Student expectations
Seeing the degree as job certification, not an education, the students
are more concerned about credits they acquire than what they learn in the
process. If they see value of the education at all, it is because a course
imparted "useful information." Of course, this begs the question as to
just what is useful, especially in this fast-changing world. A graduating
senior today studied DOS-based Wordperfect in the freshman level computer
course and other programs that are equally dated. In business, terms change,
the contexts alter, and since the trend is not destiny, "useful information"

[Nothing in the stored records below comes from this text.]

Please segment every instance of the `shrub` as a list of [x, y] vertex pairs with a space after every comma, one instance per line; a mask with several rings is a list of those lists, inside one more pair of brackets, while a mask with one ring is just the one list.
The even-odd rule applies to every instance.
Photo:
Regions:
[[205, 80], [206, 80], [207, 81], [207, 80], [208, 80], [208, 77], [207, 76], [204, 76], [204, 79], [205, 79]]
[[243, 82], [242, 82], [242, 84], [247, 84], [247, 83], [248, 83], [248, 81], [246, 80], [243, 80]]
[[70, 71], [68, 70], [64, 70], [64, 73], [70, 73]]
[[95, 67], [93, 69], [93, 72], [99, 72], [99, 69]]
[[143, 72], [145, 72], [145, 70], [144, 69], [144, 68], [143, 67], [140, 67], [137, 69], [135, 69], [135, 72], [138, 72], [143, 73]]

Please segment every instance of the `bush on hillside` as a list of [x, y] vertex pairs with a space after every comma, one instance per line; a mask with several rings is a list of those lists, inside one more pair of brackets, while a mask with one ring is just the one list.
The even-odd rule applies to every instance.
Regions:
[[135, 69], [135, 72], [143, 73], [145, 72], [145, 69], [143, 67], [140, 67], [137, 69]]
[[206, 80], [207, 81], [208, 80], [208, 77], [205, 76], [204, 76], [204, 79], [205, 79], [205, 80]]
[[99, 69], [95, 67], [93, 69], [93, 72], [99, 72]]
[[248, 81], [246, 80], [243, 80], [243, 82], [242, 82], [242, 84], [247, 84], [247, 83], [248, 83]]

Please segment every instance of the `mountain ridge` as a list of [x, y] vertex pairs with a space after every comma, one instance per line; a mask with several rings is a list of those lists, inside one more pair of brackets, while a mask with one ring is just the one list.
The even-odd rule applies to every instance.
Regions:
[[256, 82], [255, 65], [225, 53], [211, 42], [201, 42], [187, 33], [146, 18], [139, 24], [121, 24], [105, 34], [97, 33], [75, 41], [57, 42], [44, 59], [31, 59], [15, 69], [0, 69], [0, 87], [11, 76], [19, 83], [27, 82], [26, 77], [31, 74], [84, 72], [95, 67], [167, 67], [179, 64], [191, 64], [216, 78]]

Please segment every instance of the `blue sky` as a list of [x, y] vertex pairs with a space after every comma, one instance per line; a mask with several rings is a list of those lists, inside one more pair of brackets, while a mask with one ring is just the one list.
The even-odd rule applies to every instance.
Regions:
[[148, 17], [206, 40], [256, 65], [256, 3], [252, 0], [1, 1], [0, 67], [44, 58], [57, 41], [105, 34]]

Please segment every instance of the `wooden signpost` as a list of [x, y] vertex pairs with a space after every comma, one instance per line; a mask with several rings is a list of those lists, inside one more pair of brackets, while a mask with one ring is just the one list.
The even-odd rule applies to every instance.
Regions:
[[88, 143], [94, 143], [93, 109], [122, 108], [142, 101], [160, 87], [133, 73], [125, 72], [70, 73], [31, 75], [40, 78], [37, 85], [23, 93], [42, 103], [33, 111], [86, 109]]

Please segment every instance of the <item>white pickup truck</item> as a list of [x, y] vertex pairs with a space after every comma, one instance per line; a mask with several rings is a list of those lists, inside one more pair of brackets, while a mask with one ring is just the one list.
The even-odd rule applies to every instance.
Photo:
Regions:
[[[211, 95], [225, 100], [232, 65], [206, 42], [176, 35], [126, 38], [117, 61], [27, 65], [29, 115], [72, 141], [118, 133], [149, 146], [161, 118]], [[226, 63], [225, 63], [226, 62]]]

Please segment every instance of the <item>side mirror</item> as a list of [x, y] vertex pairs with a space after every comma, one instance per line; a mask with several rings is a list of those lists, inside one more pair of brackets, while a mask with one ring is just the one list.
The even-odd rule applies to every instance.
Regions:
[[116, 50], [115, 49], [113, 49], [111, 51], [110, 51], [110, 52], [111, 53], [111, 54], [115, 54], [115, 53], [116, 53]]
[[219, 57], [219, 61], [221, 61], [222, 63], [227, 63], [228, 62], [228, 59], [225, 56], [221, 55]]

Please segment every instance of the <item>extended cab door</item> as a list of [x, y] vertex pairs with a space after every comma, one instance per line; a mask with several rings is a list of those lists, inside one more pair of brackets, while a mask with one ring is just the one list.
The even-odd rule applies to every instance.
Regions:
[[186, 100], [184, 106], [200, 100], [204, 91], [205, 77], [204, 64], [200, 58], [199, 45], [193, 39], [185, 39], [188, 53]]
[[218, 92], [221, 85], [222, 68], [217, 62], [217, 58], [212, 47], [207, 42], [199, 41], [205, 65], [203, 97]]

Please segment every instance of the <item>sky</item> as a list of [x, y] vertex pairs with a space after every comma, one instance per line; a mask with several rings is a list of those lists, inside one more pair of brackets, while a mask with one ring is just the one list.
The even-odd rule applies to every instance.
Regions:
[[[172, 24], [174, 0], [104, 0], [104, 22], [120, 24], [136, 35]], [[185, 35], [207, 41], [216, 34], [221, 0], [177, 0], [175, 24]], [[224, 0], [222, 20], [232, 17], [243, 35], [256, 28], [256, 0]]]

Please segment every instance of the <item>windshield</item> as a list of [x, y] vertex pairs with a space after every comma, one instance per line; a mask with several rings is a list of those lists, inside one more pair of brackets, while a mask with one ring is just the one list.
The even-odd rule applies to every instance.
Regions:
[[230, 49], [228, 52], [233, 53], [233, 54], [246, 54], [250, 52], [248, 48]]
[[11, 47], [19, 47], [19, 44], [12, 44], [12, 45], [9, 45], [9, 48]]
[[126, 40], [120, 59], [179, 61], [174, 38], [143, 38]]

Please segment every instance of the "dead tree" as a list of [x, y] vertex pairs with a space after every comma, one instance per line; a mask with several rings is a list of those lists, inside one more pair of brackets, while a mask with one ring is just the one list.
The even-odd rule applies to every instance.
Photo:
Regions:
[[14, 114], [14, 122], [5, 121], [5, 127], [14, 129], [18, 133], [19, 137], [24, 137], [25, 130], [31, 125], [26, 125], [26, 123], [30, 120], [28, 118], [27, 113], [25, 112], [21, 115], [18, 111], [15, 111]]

is chimera. Faculty update their lectures and textbooks are revised, but
no one contacts past students with corrections of what was conveyed in
the past.
But then, the students care more about credit than content. As our catalogs
tell students of the valuable careers that come from a marketing major,
as we focus on job training, the students just want the degree, but not
the education. Teachers who control courses credits and grades are no longer
seen by students as resources to tap or mentors who can provide guidance,
but rather, as obstacles to overcome. When called upon to think through
a problem, some might just reply, "I don't know. Tell me the answer." Faculty
tell answers; they memorize, pass exams, get credit, and move on. To them,
the learning is a distraction.
Course and program content
In turn, with a focus on job training instead of learning how to think
and ask the marketing questions, the classes and books have evolved into
collections of lists and data. The texts provide more statements of "marketing
opportunities" instead of marketing perspectives for application. And on
campus, the marketing programs can be seen as almost anti-intellectual,
draining students from more thoughtful and traditional academic pursuits.
A lot has been said about the need for our students to be able to deliver
a power point presentation and know the proper "form" for a business letter.
But sometimes even the faculty forget that it is more important that they
must also know how to compile and analyze information that would go into
the presentations, group meetings and letters.
As a result
It should surprise no one that few students are desiring to read a book
and answer questions unless they are first told what they need to know
and what is important to remember. Students proudly show their high grades,
from multiple-choice exams, as if their future careers will all depend
on knowing which choice to make instead of discerning which choices exist.
Of course, the real problem is that few people understand the value of
education. At a graduation ceremony, several speakers said "Now that your
education has ended," meaning there are no more credits to earn.
It wasn't that long ago that universities were primarily concerned with
the organization and dissemination of knowledge, not the accumulation and
bestowing of credit. Marketing credits provide value for future employers
only if it represents a developed ability to think, but calling education
job training loses track of this, to the detriment of education itself.